Последняя зима была полна тягчайших мук. Намело чудовищные сугробы, все вокруг покрылось льдом. И он чувствовал, как стужа подползает все ближе и ближе к его сердцу и оно тоже леденеет. Ни одной хорошей ночи за всю зиму! Все превратилось в лед, и он сам застыл, оцепенел.

Но тут, в одну из таких бесконечных ночей, началось страшнейшее испытание в его жизни. Однажды, когда он в полном творческом бессилии сидел за столом над своими рукописями, он вдруг вскинул глаза и испугался: деревянный спаситель грубой тирольской резьбы стоял во весь свой огромный, нечеловеческий рост против его стола и смотрел на него мерцающими глазами. Это были даже не глаза, а светящиеся точки, казавшиеся глазами. Он в ужасе вскочил. У него хватило мужества приблизиться к деревянной фигуре, хотя сделать это было не так просто. Все то же довольно примитивно сработанное, искаженное страданием худое лицо. Но когда он опять сел за стол, ярко мерцающие глаза снова устремились на него. Так и пошло, из ночи в ночь. Нелегко испытать такое.

Он почувствовал, что попал в беду.

Кинский продрог. Он стоял, облокотившись на мокрые дрожащие поручни. Только сейчас он сообразил, где находится. Дул ледяной ночной ветер.

О да, он попал в большую беду, в страшную беду! Он обречен.

11

Он вернулся в каюту. Должно быть, уже поздно. Уоррен Принс громко храпел, уткнувшись в подушку. На третьей койке темнела чья-то шевелюра. Это, наверно, и есть г-н Филипп, которого он еще не видел. Кинский принял тройную дозу снотворного и, смертельно усталый, лег.

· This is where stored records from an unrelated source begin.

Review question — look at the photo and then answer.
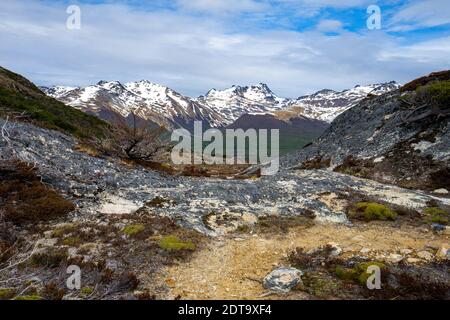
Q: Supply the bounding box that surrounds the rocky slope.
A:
[279,81,400,123]
[285,72,450,190]
[0,120,450,299]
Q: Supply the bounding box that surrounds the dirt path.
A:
[156,223,449,299]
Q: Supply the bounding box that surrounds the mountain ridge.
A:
[40,80,400,128]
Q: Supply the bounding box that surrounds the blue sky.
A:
[0,0,450,97]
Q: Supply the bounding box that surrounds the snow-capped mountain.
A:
[41,80,400,129]
[196,83,289,125]
[278,81,400,123]
[41,80,224,128]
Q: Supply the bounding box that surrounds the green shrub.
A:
[334,261,386,285]
[159,236,195,251]
[122,224,145,236]
[416,81,450,109]
[0,288,16,300]
[0,67,109,138]
[423,207,449,225]
[14,295,44,300]
[0,161,75,224]
[349,202,397,221]
[30,249,67,268]
[80,287,94,296]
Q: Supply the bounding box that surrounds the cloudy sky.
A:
[0,0,450,97]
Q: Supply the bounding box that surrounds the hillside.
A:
[41,80,399,131]
[0,67,107,137]
[0,68,450,300]
[286,71,450,191]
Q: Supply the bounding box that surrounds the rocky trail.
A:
[159,223,449,300]
[0,119,450,299]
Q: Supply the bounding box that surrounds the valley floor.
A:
[159,219,450,300]
[0,121,450,299]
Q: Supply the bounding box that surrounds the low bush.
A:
[159,236,195,251]
[0,161,75,224]
[349,202,397,221]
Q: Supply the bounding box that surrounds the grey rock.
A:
[263,267,303,293]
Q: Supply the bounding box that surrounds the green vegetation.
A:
[0,288,16,300]
[349,202,397,221]
[52,223,77,238]
[14,295,44,301]
[334,261,386,285]
[62,237,83,247]
[80,287,94,296]
[0,67,108,138]
[159,236,195,251]
[302,272,342,298]
[0,161,75,224]
[30,248,67,268]
[416,81,450,109]
[423,207,449,225]
[122,224,145,237]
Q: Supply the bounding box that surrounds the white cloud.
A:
[176,0,268,14]
[316,19,343,32]
[0,0,450,97]
[389,0,450,31]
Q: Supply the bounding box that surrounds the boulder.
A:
[263,267,303,293]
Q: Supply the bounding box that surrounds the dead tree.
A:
[97,112,168,161]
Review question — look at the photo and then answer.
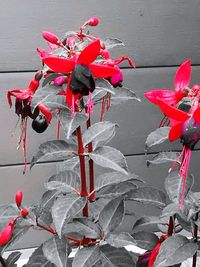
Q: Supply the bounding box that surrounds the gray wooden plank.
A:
[0,0,200,71]
[0,67,200,165]
[0,151,200,249]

Где-то внизу, под ним, машины глухо стучали, толкли и мололи в равномерном, безостановочном ритме, словно гигантские жернова. Это человек, могучий циклоп, рассекает море стальным мечом. Стены каюты скрипели, и дверная задвижка не переставая звякала и дребезжала.

Принс храпел, Филипп время от времени стонал, за стеной кто-то с присвистом сопел во сне. Все судно наполнили сон и храп, сон и храп — три тысячи усталых людей спали мертвым сном на своих койках.

И она спит сейчас, да, и она, в какой-нибудь из кают этого громадного корабля, совсем неподалеку от него. О да, он помнит, как чудесно она умела спать! Свернется, бывало, калачиком и спит, как первобытный человек в своей пещере, как зверь в дремучем лесу. А проснется, и будто вновь на свет родилась — совсем другая, начисто забывшая все, что было вчера.

Мели, мели, думал он, мысленно обращаясь к глухо урчащей машине. Он лежал пластом, не в силах пошевелиться, и уже почти было заснул, убаюканный ритмом машины, но тут Принс закашлял, тихо забормотал, и сон как рукой сняло.

Как рукой сняло!

И сразу же прежние мысли опять закружились в голове. Что такое истина? Что такое любовь? В чем смысл жизни? Всегда все те же мысли. Они тревожно и смутно блуждали в его мозгу и, словно заключенные в темном склепе, искали выхода к свету. Но выхода к свету не было.